The difference between food allergies & food intolerances

Can you remember when you went to school as a kid?

We could take anything to eat to school. These days nuts are banned, sometimes seeds (sesame seeds), eggs and even kiwi fruit!

The banning of these foods is because they cause an allergic reaction which is IgE mediated. This is when your body has an immediate response to a food antigen that can cause breathing difficulties (anaphylaxis), hives, rhinitis, atopic dermatitis and often a predisposition to asthma. The most common food allergens are tree nuts, peanuts, cow’s milk protein, wheat, soy protein, eggs, shellfish and fish.

Whereas celiac disease is considered non-IgE mediated response because it involves other components of the immune system. Gluten is found in rye, barley and wheat and the diagnosis can be made on by taking the history of the patient, blood test (looking for gluten antibodies) or biopsy.

So what’s happening?! Why in the last 20 years has everything gone pear shaped?

One of the theories is the ‘Hygiene Hypothesis’ and that means that we have become so ‘clean’ in the last 30-50 years that we are not allowing ourselves to become exposed to bacteria and germs the way we used to. We are constantly using cleaning agents to clean our hands, houses, cars and environment that we are living in a hospital environment. Out door play is also becoming less frequent and we are spending more time in doors in our lovely sanitised capsule. I remember fondly as a child making mud cakes for my dolls and not bathing everyday!

My personal belief is that our overall gut health has deteriorated over the last 50 years due to the exposure of environmental toxins, processed foods, antibiotics and genetics. Our gut flora gets out of balance and is unable to cope with all of the external load we keep giving it and therefore creates an inflammatory response to it, which can often turn chronic if not rectified. This can create a ‘leaky gut’ or symptoms can arise from an episode of gastroenteritis (post infection IBS).  You will also find that our gut health can be inherited from our parents. Are there any autoimmune disorders in your family? Has any of your family passed away from bowel cancer etc.?

Another term that you may often hear to these days is ‘food intolerances/sensitives’. This is when you may get a reaction from a certain food, but it can be up to 48 hours later. Such reactions may include headaches, bloating, stomach pain, flatulence, diarrhoea, hyperactivity. These reactions are also not detected on a typical skin prick test that is used to test IgE reactions and can often be difficult to detect because the reaction is so delayed the food source can be hard to pin point.

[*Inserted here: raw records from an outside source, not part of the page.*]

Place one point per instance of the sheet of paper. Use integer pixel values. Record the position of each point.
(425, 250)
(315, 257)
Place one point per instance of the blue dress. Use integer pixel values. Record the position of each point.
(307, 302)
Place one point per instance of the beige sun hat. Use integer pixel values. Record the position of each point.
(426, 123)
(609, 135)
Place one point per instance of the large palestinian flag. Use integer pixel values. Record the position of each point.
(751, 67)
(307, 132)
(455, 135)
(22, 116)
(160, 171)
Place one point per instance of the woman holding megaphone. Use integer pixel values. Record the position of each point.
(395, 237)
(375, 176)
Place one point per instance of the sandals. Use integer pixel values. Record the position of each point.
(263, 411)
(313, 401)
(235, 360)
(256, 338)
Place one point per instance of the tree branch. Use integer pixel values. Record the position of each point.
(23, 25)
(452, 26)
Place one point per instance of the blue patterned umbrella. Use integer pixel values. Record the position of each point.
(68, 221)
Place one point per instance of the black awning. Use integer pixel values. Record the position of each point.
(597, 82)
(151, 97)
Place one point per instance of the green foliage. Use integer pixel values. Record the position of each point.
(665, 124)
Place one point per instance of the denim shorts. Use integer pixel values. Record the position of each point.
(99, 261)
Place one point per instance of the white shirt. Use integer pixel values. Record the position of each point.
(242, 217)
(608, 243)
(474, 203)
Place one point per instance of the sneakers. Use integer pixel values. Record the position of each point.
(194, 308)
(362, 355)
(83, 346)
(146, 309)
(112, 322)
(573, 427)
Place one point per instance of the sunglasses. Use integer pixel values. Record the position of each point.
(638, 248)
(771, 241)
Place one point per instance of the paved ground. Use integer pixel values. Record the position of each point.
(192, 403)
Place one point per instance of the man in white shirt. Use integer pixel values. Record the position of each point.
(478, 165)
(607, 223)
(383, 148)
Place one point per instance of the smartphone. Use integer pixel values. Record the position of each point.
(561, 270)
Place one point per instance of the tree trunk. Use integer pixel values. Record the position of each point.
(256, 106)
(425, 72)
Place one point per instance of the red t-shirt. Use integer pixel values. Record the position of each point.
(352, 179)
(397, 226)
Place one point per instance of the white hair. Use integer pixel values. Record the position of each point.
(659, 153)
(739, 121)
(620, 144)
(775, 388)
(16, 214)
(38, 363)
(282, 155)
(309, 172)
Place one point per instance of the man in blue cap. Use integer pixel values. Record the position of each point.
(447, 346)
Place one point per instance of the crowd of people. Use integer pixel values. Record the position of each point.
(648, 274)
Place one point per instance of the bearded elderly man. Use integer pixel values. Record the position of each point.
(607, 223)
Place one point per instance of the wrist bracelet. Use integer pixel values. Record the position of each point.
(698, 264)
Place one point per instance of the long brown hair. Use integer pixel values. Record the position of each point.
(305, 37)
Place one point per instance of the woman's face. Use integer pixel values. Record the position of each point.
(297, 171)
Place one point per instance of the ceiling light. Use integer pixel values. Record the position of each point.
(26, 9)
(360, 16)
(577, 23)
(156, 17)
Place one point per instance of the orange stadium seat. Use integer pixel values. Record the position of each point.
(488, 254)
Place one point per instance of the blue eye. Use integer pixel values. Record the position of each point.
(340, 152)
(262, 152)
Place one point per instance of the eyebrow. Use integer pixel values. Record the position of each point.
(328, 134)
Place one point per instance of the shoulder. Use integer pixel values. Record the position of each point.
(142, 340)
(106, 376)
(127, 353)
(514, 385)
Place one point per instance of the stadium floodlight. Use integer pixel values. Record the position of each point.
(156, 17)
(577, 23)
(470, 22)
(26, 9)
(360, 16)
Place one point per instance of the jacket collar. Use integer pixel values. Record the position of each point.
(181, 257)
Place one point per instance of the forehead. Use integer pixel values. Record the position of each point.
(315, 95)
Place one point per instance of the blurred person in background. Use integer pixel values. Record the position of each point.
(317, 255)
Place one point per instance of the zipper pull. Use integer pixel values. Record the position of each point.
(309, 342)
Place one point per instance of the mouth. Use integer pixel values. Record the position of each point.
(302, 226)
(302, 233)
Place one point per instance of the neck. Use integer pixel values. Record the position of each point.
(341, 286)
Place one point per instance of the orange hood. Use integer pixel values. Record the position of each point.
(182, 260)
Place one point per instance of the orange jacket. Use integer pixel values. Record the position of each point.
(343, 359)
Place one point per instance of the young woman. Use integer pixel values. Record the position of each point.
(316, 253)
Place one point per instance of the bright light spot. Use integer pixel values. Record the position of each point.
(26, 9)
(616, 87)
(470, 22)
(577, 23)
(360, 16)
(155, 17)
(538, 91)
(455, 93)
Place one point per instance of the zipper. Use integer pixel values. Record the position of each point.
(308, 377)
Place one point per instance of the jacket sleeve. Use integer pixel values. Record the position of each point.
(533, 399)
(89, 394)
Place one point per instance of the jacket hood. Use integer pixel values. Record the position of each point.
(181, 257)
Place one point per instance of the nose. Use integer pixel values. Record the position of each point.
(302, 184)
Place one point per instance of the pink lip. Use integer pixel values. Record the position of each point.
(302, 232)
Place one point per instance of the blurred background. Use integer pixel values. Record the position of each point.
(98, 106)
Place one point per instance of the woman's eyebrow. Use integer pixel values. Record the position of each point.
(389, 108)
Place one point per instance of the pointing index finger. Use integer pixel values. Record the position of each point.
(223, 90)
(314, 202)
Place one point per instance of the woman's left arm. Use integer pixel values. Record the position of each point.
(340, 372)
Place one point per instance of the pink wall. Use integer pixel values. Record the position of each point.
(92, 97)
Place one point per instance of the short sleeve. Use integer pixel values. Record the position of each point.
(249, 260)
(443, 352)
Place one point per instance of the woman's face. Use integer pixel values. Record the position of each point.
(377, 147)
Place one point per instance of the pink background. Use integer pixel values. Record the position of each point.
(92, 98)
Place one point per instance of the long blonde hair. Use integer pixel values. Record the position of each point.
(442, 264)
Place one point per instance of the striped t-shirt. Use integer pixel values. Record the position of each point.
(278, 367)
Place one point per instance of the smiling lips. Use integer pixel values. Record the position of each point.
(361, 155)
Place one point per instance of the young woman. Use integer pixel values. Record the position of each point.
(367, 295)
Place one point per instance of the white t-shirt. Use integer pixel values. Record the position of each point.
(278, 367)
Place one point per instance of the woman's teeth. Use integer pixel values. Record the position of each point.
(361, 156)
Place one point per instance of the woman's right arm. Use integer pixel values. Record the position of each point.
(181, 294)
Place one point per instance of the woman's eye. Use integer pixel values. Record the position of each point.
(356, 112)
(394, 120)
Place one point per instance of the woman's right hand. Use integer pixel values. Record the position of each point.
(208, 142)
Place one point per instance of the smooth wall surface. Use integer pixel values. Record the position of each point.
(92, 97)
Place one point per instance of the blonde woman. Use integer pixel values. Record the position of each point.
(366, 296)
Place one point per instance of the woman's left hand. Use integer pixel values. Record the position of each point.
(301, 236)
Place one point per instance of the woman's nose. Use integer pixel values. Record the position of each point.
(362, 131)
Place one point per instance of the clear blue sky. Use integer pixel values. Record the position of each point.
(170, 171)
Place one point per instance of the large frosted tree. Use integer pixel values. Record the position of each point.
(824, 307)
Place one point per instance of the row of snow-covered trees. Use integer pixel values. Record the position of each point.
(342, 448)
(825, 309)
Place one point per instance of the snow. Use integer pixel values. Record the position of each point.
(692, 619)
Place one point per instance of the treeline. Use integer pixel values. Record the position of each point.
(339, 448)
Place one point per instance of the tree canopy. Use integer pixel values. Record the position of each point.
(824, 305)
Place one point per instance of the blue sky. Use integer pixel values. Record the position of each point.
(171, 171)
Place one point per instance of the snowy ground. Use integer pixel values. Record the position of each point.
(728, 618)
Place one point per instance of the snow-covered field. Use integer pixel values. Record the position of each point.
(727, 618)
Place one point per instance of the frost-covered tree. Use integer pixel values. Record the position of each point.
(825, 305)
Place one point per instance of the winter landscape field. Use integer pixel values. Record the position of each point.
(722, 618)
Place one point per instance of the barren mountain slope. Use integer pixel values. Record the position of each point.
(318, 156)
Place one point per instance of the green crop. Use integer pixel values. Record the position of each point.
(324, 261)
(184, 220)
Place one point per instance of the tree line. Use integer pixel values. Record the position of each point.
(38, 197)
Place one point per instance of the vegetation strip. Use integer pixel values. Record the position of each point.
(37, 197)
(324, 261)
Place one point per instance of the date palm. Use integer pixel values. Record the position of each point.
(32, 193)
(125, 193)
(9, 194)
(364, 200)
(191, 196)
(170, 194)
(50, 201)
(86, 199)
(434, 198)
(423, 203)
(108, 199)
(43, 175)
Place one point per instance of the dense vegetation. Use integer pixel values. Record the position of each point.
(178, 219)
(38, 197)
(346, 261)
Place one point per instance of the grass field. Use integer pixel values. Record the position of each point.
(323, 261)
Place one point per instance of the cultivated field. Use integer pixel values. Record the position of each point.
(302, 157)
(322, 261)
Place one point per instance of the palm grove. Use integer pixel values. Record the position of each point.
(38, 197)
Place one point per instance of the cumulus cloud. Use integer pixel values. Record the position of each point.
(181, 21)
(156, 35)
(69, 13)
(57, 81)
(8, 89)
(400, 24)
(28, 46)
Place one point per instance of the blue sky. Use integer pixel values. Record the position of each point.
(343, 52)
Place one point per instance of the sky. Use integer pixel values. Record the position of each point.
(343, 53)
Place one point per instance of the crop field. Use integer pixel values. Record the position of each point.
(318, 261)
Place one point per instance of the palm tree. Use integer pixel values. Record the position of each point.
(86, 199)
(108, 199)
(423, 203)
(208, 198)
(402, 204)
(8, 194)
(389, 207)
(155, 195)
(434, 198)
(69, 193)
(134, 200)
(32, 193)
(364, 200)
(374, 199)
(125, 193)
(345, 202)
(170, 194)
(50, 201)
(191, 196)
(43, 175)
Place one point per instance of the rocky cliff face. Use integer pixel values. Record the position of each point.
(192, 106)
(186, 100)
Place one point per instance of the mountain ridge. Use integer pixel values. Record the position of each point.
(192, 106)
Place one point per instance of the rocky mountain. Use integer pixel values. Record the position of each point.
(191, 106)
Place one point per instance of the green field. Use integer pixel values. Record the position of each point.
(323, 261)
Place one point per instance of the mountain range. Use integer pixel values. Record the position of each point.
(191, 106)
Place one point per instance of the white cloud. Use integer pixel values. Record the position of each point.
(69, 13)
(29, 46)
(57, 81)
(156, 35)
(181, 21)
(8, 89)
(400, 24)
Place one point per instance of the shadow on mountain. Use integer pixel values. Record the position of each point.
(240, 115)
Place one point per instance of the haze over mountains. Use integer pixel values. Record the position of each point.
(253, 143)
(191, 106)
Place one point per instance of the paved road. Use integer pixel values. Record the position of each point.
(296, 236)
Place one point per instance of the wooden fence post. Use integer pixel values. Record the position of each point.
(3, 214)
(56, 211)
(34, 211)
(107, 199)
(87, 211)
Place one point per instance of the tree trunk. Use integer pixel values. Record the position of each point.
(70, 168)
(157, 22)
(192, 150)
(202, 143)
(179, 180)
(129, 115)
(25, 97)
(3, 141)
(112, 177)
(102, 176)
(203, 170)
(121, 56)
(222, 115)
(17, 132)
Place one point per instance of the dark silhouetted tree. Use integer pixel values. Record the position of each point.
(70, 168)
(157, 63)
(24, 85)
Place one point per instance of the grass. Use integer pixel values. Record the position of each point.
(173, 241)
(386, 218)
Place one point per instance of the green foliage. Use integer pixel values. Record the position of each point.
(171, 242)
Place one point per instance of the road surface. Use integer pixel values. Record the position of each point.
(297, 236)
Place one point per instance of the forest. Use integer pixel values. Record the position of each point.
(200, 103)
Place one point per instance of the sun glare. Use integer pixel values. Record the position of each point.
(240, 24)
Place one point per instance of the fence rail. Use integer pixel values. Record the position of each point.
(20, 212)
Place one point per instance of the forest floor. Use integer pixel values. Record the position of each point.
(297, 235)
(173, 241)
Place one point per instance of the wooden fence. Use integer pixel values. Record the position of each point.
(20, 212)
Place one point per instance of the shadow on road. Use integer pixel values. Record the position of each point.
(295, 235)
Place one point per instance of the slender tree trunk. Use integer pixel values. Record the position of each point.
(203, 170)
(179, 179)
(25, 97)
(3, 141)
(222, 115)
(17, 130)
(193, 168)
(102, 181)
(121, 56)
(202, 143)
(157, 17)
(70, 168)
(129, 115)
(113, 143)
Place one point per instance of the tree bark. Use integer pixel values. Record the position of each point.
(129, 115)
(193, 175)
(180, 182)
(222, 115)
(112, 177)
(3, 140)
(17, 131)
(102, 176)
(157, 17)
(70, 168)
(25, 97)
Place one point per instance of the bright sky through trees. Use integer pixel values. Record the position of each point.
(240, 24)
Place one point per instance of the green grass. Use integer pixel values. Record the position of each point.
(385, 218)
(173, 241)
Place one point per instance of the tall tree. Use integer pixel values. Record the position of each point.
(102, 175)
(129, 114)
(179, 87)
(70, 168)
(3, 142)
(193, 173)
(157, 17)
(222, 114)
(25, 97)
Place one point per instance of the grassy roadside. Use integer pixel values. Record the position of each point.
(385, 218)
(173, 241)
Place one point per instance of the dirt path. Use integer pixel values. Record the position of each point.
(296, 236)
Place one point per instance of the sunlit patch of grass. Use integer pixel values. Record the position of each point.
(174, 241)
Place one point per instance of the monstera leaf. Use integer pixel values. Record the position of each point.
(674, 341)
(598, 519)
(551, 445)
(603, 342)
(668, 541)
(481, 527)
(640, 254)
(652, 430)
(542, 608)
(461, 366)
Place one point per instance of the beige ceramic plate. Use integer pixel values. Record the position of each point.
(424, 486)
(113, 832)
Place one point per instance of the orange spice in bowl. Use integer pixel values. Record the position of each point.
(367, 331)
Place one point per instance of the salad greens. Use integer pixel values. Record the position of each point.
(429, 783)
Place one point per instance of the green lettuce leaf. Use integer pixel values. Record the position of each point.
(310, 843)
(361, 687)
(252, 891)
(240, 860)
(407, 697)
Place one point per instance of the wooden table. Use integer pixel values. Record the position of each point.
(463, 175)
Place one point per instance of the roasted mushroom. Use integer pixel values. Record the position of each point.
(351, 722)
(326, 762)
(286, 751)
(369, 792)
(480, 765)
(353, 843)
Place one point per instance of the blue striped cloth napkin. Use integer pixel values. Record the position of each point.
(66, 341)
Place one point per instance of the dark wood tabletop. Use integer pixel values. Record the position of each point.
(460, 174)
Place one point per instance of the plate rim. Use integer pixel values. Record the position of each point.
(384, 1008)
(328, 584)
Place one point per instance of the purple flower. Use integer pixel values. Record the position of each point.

Generally the elimination process begins with avoidance of the suspected food, along with a food diary to note any symptoms when the food has been re-introduced. This can be a long and tiring process. The awkward part of food intolerances is that every one has an individual threshold, and it can take time (and a lot of sore tummies or rushing off to the toilet) to find what works for you.

The most common non-immune response can be from cow’s milk, gluten, soy and chemical compounds such as glutamates, salicylates and histamines. In the last 5 years or so there are more tests available to identify food intolerances by testing your IgG levels to certain foods. The ALCAT test has been used in a few studies with positive results in identifying food triggers. The test uses blood serum for lab findings. Unfortunately, this method can be invasive for most children. The ALCAT test also can test chemical sensitivities and herbs and spices (the more you test for, the more expensive it is).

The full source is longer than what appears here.